Yöre: Kayseri / Develi - Gazi kasabası

Kayseri'ye 45 dakika uzaklıkta olan Develi ilçesinin Gazi kasabasında bulunan “Ak Gelin” taşının oluşumu hakkında yöre halkı yıllardır bir ef- sane anlatmaktadır:

Develi'den bir Türkmen obası Erciyes'in güney eteklerinde bir yaylaya çıkar. Bu obada ahlâkî ve fizîkî güzelliğinden dolayı “Ak Gelin” adı verilen bir gelin vardır. Kocası ve iki çocuğu ile birlikte çok mutlu bir şekilde yaşayan Ak Gelin'in kocası savaşa gitmek zorunda kalır. Develi çevresinde yaşayan bir eşkiya, güzelliği ile ünlü bu kadına göz koymuştur. Sahipsizliğini de öğrenince, bir gece obayı basarak Ak Gelin'i kaçırmak ister. Bunun üzerine gece karanlığında ve savaşın ortasında iki çocuğunu ve gelin sandığını yanına alarak kaçmaya başlayan Ak Gelin, Erciyes Dağı'na çıkar. Uçurumun kenarına gelir ve “Allah'ım beni ve çocuklarımı ya taş et ya da kuş!” der. Bunun üzerine duası kabul olur ve taş kesilir.

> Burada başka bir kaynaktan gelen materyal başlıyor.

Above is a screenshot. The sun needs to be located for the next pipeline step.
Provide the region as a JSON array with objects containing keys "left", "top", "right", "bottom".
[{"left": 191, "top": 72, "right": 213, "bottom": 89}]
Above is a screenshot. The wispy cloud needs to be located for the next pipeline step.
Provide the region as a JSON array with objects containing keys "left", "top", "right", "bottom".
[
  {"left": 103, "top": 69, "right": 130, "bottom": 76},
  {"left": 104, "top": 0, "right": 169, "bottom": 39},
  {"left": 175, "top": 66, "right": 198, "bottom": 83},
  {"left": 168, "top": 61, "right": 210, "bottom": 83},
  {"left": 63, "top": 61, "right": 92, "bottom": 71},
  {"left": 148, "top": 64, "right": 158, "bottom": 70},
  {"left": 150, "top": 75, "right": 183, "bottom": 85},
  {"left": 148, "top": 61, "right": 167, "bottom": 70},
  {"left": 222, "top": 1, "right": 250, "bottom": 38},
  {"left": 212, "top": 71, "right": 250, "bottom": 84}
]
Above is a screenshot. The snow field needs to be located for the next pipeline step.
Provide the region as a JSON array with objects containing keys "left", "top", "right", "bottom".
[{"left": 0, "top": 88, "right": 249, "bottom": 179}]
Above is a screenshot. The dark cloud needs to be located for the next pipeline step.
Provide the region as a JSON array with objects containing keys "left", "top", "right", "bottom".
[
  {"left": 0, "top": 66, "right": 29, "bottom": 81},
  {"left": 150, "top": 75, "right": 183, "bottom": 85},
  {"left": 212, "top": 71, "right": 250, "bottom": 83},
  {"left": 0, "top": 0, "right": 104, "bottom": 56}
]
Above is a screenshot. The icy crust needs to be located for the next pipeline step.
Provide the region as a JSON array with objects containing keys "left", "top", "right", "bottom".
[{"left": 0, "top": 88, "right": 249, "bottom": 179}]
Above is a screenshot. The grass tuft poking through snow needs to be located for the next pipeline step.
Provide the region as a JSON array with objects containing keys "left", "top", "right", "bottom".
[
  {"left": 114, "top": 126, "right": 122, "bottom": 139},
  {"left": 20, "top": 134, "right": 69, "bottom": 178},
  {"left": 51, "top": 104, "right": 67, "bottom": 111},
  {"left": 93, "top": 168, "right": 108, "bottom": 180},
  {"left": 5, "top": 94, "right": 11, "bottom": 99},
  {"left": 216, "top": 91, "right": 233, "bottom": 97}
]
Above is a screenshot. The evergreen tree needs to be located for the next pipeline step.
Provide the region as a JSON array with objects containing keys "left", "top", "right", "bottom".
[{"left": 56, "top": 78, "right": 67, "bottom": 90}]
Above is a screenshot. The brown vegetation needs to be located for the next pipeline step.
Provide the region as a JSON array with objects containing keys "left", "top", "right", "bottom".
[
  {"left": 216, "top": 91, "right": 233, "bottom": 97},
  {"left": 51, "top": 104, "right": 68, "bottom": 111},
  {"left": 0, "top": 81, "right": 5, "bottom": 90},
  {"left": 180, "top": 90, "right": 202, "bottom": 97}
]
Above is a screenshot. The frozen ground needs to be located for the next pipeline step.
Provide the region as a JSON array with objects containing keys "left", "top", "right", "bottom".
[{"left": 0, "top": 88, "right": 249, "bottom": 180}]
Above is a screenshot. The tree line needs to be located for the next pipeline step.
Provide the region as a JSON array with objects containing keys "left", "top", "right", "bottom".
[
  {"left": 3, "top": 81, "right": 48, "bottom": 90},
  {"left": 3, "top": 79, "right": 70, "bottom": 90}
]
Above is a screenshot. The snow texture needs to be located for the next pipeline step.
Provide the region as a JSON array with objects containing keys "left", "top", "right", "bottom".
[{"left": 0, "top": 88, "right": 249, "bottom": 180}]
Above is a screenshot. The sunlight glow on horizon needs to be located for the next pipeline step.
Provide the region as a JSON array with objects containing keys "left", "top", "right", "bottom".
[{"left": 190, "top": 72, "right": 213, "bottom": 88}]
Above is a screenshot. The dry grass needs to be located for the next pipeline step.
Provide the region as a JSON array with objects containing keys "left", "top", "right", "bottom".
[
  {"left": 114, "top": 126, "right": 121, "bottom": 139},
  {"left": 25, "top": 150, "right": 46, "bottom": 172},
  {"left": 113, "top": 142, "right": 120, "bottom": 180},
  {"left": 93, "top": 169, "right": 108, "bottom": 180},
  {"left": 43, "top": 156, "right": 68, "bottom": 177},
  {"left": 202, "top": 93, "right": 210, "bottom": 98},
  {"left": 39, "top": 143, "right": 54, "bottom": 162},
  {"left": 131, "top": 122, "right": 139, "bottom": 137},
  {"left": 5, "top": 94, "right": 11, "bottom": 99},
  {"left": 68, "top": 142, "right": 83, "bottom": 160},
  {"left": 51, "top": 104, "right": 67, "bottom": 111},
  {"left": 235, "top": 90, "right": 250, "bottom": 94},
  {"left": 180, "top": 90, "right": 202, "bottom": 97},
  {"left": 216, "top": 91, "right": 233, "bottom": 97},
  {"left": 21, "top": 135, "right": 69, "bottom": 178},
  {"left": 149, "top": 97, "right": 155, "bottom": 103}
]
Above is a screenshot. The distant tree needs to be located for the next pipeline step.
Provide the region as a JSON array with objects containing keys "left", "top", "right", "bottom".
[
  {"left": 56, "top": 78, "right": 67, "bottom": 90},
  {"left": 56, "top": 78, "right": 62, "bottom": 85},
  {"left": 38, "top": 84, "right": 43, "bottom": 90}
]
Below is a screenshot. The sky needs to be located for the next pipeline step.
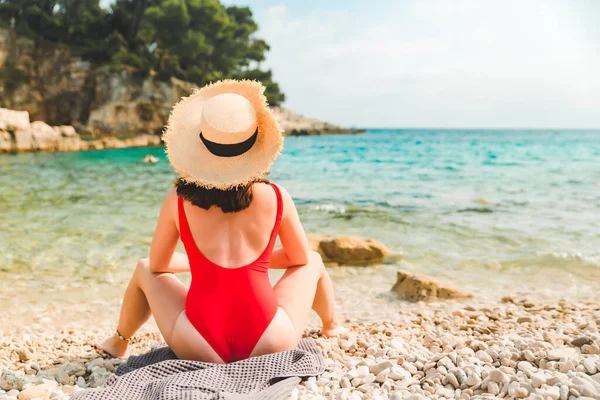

Güneş doğunca tüm oba sakinleri ve eşkıya; Ak Gelin'i, iki çocuğu ve çeyiz sandığıyla beraber Erciyes Dağı'nda taş kesildiğini görüp hayretler içinde kalırlar. Günler sonra obaya dönen kocası olayı annesinden öğrenir. Koşarak ailesinin taş kesildiği yere gider ve onları orada öylece görür. Derken, uzaklardan bir ses duyar. “Yiğidim namusumu bir eşkiyaya çiğnetmedim, o eşkıyadan ahdımı koma.” Bu ses Ak Gelin'in sesidir. Bunun üzerine delikanlı, taş kesilen ailesine bakarak ”Alırım ahdını koymam Ak Gelin!” diye haykırır. Kocanın eşkiyadan intikamını alıp almadığı belli değildir; ama aşağıdaki ağıtı bu yiğidin yaktığı söylenmektedir:

Sabahtan uğradım ben bir güzele
Güzel ağlatmadı güldürdü beni
Ben güzelden böyle vefa ummazdım
Ak göğsün üstüne kondurdu beni

Ak gelin, sürmelim, sen bilin

Şahin gibi yükseğinden uçarken
Keklik gibi engininden kaçarken
Ab-ı Kevser ırmağından içerken
Susuz pınarlarda kandırdı beni

Ak gelin, sürmelim, sen bilin

Ak gelin indim ola yayladan
Kaşın değil gözün beni ağlatan
Satın mı aldın güzelliğin Mevlâ'dan
Alırım ahdımı koymam seni

Ak gelin, sürmelim, sen bilin

Bu taşla ilgili yöre halkı tarafından oluşturulmuş ve iki rivayete dayanan bir başka efsane daha vardır:

İlk rivâyete göre, 365 yıl önce Gazi kasabasında Rumlar yaşamaktadır. Bölgede savaşın çıkmasıyla kasabadan kaçmaya başlayan Rumlar'dan çocuğu olan bir kadın, yaşlı ve sırtında çocuğu olduğu için kaçmakta zorlanır. Yüksek bir dağın yamacına gelince, diz çöker ve “Allahım, ya beni taş yap, ya da kuş yap!” diye dua eder. Duası kabul olan kadın, oracıkta taş kesilir.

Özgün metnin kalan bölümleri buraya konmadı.